Zwei Wochen haben sich die Ice Tigers nun auf und abseits des Eises gequält. Zeit für einen ersten ernsthaften Test. Da kommt das Gäubonden-Turnier in Straubing gerade recht. Auch wenn dieses Mal Corona-bedingt kein Volksfest stattfindet und auch keine Zuschauer im Stadion sind. Letzteres Problem wollen die Verantwortlichen des Profi-Hallensports in Bayern aber in den nächsten Tagen gemeinsam angehen.

Für die Mannschaft liegt der Fokus aber zunächst auf einer ersten Standortbestimmung. Zwei Drittel lang können die Ice Tigers gegen ihre Namensvetter auch gut mithalten, ehe ihnen schließlich die Puste ausgeht und einige Unkonzentriertheiten für eine insgesamt verdiente 3:1 Niederlage sorgen. Immerhin kann Ryan Stoa sein erstes Tor im Tigers-Dress verbuchen.

Wesentlich besser läuft es am Folgetag gegen die Grizzlys aus Wolfsburg, die mit 4:1 nach Hause geschickt werden. Die Stimmung jedenfalls ist prächtig, auch wenn sich das Lazarett zunächst wieder füllt. Doch alle Lädierten haben nur kleinere Blessuren und Coach Fischöder ist sichtlich zufrieden.

4. August – erstes Eis

Nachdem am Vortag noch Fitness-Tests und Fotoshootings das Nachmittagsprogramm bestimmten, dürfen sich die Ice Tigers heute endlich in ihrem natürlichen Element aufhalten und endlich die Eisfläche in der Arena betreten. Besonders für Marko Friedrich ist es ein besonderes Erlebnis, hat er doch als gebürtiger Rother noch im Lindestadion das Eishockeyspielen gelernt und trägt jetzt erstmals als Profi das Nürnberger Trikot. Auch die nordamerikanischen Neuzugänge können heute erstmals das Eis testen und hinterlassen einen durchaus positiven Eindruck.
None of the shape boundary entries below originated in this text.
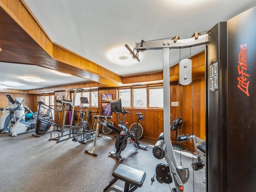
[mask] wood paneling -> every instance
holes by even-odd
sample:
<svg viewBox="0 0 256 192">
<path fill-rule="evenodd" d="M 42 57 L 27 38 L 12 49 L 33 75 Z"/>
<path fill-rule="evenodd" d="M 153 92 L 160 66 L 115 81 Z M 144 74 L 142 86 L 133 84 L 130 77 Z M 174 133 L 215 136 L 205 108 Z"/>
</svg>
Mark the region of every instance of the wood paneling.
<svg viewBox="0 0 256 192">
<path fill-rule="evenodd" d="M 8 93 L 0 92 L 0 107 L 6 109 L 8 106 L 9 102 L 6 97 L 6 94 Z M 24 98 L 23 105 L 26 106 L 33 111 L 35 112 L 37 108 L 35 107 L 36 106 L 36 100 L 35 100 L 34 96 L 29 94 L 22 94 L 20 93 L 10 94 L 14 99 L 17 97 L 22 97 Z M 2 113 L 0 112 L 0 118 L 2 116 Z"/>
<path fill-rule="evenodd" d="M 122 82 L 120 76 L 53 43 L 23 0 L 0 0 L 0 46 L 6 50 L 1 61 L 22 61 L 112 86 Z"/>
</svg>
Für Frank Fischöder ist es ebenfalls ein spezieller Augenblick, musste er doch ganze 12 Monate auf eine richtige Saisonvorbereitung warten. Andere wiederum behaupten hingegen, die Ice Tigers hätten mit der vergangenen Saison eigentlich die längste Saisonvorbereitung aller Zeiten hingelegt und dies lediglich als Spielbetrieb getarnt. Das es dieses Jahr ganz anders laufen wird zeigen nicht nur die ersten Eiszeiten, sondern auch die folgenden Wochen und Testspiele.

3. August 2021 – Trainingauftakt

Gut gelaunt versammeln sich am Dienstagmorgen knapp 25 Eishockeyspieler um – Fußball zu spielen. Nachdem das Eis in der Arena noch nicht ganz fertig ist, beschließt Coach Fischöder eine spontane Runde Fitness und Rasensport auf der benachbarten Wiese.

Doch bevor Athletik-Coach Andreas Gerg seine Jungs zur ersten Einheit bitten kann, schlägt die Nürnberger Stadtverwaltung gnadenlos zu. Am eisernen Tor des Sportplatzes taucht plötzlich ein Mitarbeiter der Stadt Nürnberg auf uns weist die Truppe zurecht „So geht´s fei ned! Habt´s ihr des angmeldet?“ Eine kurze Diskussion und einen Anruf von Stefan Ustorf späte kann es dann doch endlich losgehen.

Andreas Gerg zeigt seiner international besetzten Truppe, wo der Hammer hängt, und hat klare Vorstellung von der Umsetzung seiner Übungen „Der Rücken muss so gerade sein, dass ich ein Weißbierglas drauf abstellen kann!“ schallt es über den Sportplatz. Die nordamerikanischen Spieler erhalten sicherlich schnell eine passende Übersetzung. Das anschließende Fußballspiel (neben anderen Rasensportarten) gewann übrigens Team Reimer gegen Team Mebus.